Et Ivanov est un personnage ignoble, d’ailleurs il se déteste
Mon but n’est pas de le juger. Je peux juger les choses atroces qu’il dit à sa femme et son comportement lâche. Il se détruit dès le début. Il est honnête. Ce n’est pas un menteur. Le seul moment où il sort de ses gonds c’est quand sa femme le traite de menteur. On peut le voir comme un type atroce. Il faut aussi voir ce qu’il a été avant. On sent qu’il a été quelqu’un de bien. Il faut que l’on comprenne pourquoi des femmes tombent amoureuses de lui.
Est ce que la noirceur est venue dès le départ lorsque vous avez travaillé à la table avec Luc Bondy ?
Oui mais elle n’était pas aussi efficace que maintenant. Je suis d’abord venu avec une espère de petite tristesse, de plainte. C’était mon idée de départ. Et là c’est le génie de Luc Bondy qui m’a entraîné vers un endroit beaucoup plus insaisissable et vers une froideur, vers une ironie qui glace. Et l’on perçoit beaucoup mieux le désespoir d’Ivanov. Il faut laisser un peu d’air et ne pas toujours coller à l’état du rôle. Et à l’intérieur de cela je cherche une lumière et de joie mais si ce n’est pas ce que l’on voit sur le plateau. Quand j’étais tristounet cela ne marchait pas du tout.
Dans ce côté glaçant il y a le 3ème acte et vers la fin vous êtes très proche du public pour un monologue saisissant
Il faut être complètement dans le présent, parler aux spectateurs, et s’absenter un peu. Ivanov prend à partie. C’est vraiment écrit comme cela. Il est encore plus honnête. Et l’on perçoit sa propre émotion. Cela a été un moment délicat à travailler.
Ce que l’on entend bien, c’est l’antisémitisme de la société qu’il décrit. Et cela résonne encore plus avec les événements du début d’année.
Les derniers jours de répétition ont été très étranges. On a été terrorisé et bouleversé. Il a fallu répéter cette pièce qui n’est pas ambiguë face à cette question là car Tchekhov s’est engagé. Il était Dreyfusard ce qui n’était pas le cas de beaucoup de russes. Il dénonce cela d’une manière très noire. Je n’arrivais pas à le dire. J’avais honte. Il faut avoir honte pour le dire.
Et quand vous dîtes « Sale juive » à Marina Hands, c’est fort !
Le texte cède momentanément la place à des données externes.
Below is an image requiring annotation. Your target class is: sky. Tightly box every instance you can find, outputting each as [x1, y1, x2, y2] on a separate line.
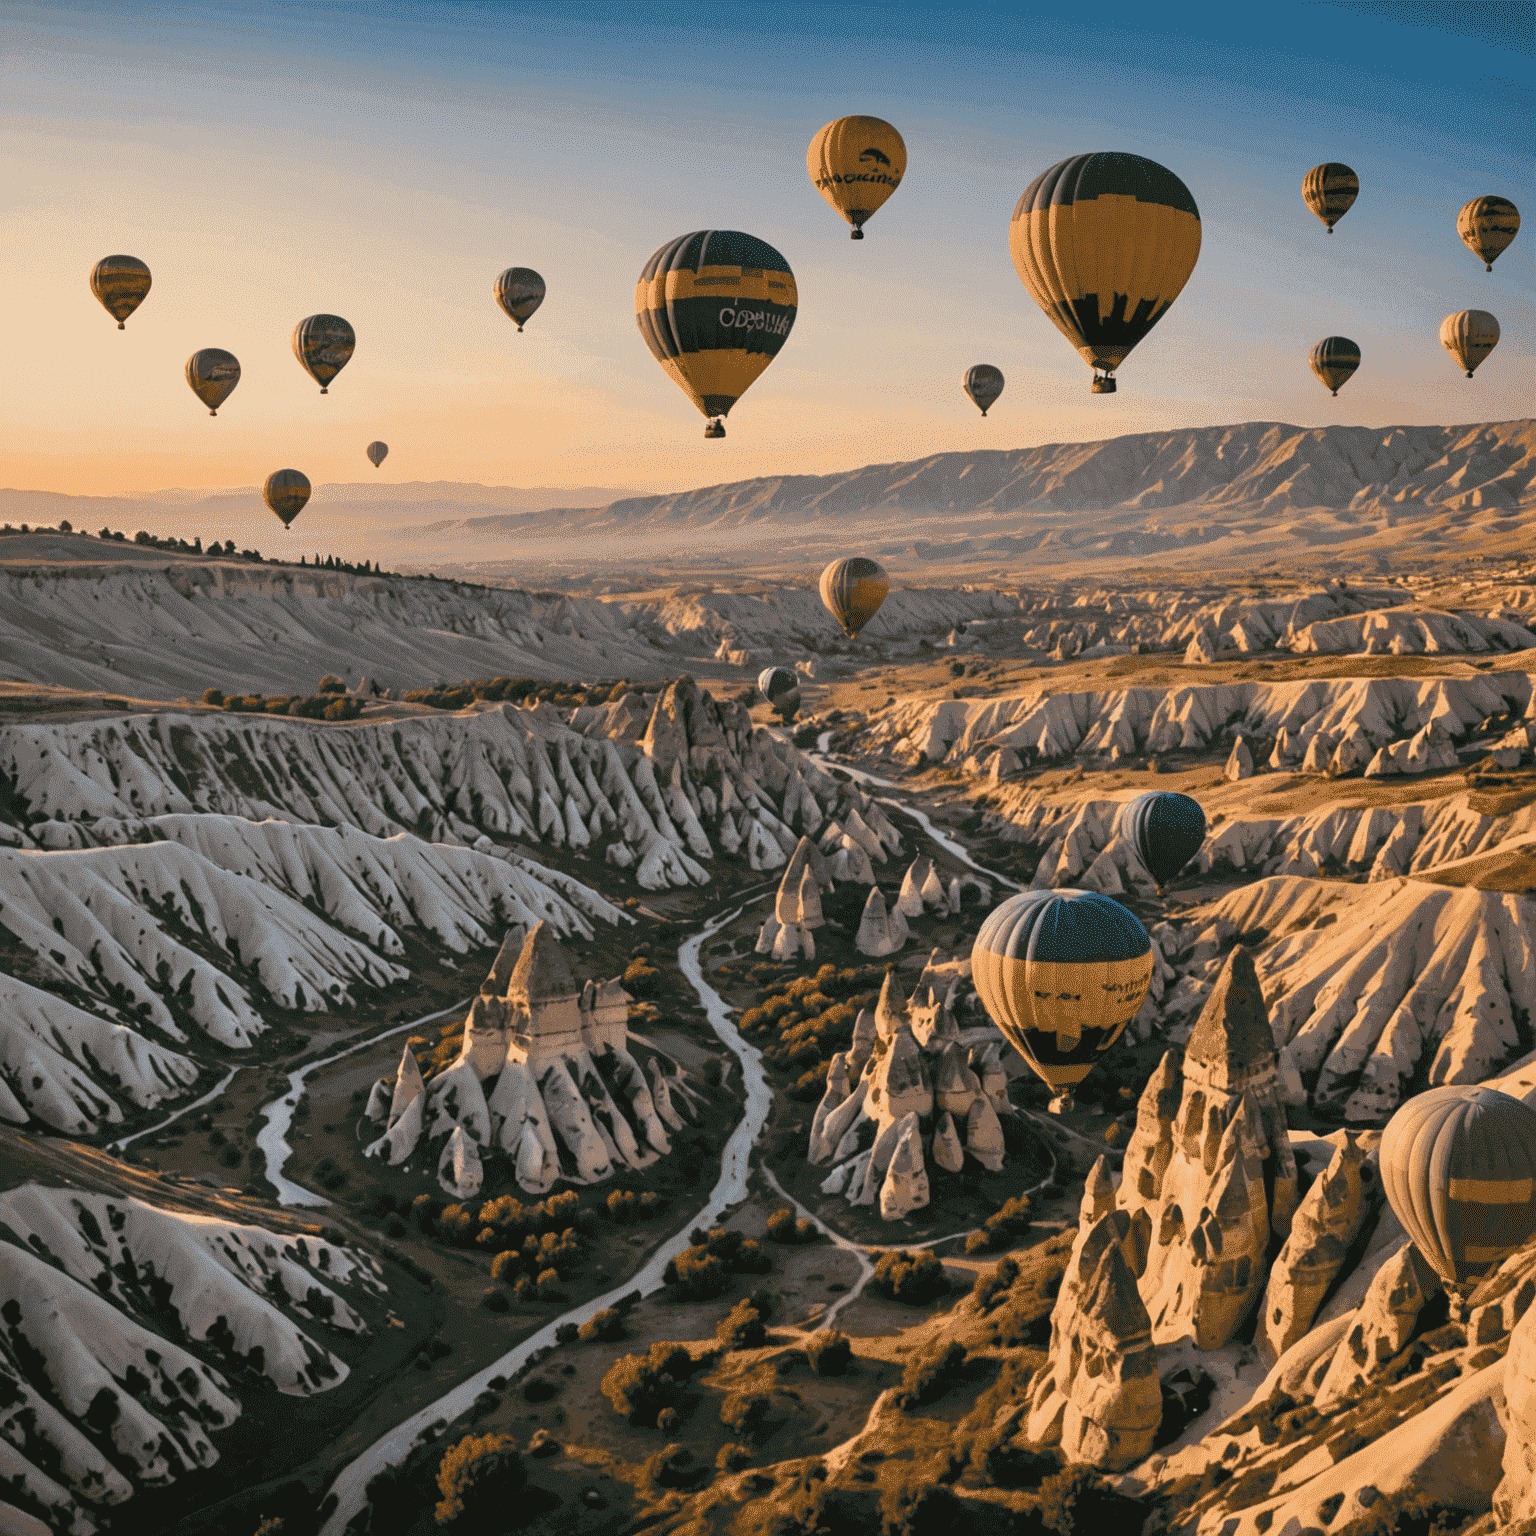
[4, 0, 1532, 502]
C’est atroce. Et on ne peut pas le comprendre. On ne peut pas l’expliquer. On voit cet espèce d’enchaînement terrible et tragique qui fait que ce type dit cela à sa femme. Il répète ce que les gens disent d’elle. Je ne pense pas qu’il soit antisémite. C’est aussi fort que lorsqu’il se suicide à la fin. On voit qu’il est foutu.